Shinya Inoué’s new methods of visualizing healthy living cells has contributed to a dynamic picture of the cell. In recognition of his research, he has been awarded prestigious prizes such as the E. B. Wilson Medal from the American Society of Cell Biologists, the Ernst Abbe Memorial Award from the New York Microscopical Society, and the International Prize for Biology from the Japan Society for the Promotion of Science. His work on the mitotic spindle demonstrated that the spindle itself is in dynamic equilibrium.
Inoué proposed that the spindles were polymers, and that when they depolymerize, as they did when he applied colchicine to the cell, they move the chromosomes to which they are attached. Biologists now know that the spindle fibers are microtubules, polymers made from two versions of the molecule tubulin, known as alpha-tubulin and beta-tubulin. One alpha-tubulin molecule and one beta-tubulin molecule bind to form what is known as a ‘tubulin heterodimer’. Tubulin heterodimers line up to form what are called ‘protofilaments’, which assemble lengthways, side-by-side with each other. This collection of associated protofilaments is a microtubule. The ends of the microtubule are typically depicted like the frayed ends of a rope. This is because at those ends, tubulin heterodimers are constantly in the process of being added (polymerization) and removed (depolymerisation).

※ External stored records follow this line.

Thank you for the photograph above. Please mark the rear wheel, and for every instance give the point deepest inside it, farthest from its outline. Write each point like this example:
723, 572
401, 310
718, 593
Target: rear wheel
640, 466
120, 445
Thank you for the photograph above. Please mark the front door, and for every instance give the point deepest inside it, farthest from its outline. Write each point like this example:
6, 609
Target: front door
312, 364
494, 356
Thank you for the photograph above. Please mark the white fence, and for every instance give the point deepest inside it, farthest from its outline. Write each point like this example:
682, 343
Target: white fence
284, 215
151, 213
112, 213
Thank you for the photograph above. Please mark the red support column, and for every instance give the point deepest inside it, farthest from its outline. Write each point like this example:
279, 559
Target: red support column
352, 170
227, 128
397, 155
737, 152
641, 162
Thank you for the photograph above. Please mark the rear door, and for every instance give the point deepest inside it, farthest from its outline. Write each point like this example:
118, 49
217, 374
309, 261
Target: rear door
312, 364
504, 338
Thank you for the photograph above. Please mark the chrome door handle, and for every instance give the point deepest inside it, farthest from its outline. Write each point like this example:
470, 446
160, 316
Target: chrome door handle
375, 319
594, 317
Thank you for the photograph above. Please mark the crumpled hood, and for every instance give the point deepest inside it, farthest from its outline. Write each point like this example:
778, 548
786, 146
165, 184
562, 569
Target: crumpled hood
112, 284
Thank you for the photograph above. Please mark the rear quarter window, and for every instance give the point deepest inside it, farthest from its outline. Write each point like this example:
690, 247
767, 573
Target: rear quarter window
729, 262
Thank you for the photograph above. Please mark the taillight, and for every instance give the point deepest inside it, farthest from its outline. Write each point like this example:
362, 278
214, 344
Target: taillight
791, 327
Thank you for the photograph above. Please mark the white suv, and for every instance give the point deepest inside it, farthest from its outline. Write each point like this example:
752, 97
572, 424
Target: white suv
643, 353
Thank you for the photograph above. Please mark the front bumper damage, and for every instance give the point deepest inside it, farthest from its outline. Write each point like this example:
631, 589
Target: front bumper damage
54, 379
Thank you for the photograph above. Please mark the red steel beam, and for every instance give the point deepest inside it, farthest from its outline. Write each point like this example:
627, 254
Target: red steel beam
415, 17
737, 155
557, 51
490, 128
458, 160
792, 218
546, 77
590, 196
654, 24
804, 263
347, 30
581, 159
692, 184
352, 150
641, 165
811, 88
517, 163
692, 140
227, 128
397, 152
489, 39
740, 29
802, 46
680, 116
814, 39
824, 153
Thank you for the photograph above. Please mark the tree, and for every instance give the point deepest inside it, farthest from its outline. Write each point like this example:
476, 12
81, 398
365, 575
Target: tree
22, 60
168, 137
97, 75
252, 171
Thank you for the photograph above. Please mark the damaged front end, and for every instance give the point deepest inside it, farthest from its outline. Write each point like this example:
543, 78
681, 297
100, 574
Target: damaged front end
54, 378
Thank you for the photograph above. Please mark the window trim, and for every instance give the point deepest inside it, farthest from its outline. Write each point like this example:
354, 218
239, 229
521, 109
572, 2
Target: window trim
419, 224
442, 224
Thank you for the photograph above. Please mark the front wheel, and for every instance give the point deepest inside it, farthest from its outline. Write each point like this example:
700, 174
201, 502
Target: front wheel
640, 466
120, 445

There is not a static state, but the microtubule is constantly subjected to depolymerisation and repolymerization. It is in a state of dynamic equilibrium, or dynamic instability. Even if the microtubule appears not be changing, for example staying the same length, this is only because the processes of depolymerisation and polymerization cancel each other out. Depending on the conditions, such as the presence or absence of chemicals like colchicine, one process may proceed more quickly than the other.
In an era when versions of electron microscopy has captured the imagination of the public and the attention of scientists, Shinya dedicated his long research career to finding new ways to improve the capabilities of optical or light microscopy. He did this because only optical microscopy is able to view the dynamic processes in living cells that occur in real time. The observer has to interpret what he or she sees, but they do not have to work out how the static images of fixed samples that they see relate to the processes they think might be happening. Shinya continuously found ways to improve his ‘Shinya-scopes’, and incorporate new technologies to increase their power, to allow scientists to visualize the inner cell.
From his initial polarizing optical microscopes, through his development of super-resolution video microscopy, to joining approaches to enhance the ability to detect the expression of GFP, Shinya Inoué has been at the forefront of the endeavour to understand the strange and seemingly counter-intuitive world of the living cell. He has worked with many dramatically different organisms, across the Tree of Life. He bases this approach on the belief that “unusual organisms tend to provide extraordinary gifts of Nature.” Even into his 90s, Shinya retains his enthusiasm for the opportunities that polarizing optical microscopes offer researchers, and continues to help colleagues develop the technology and techniques still further.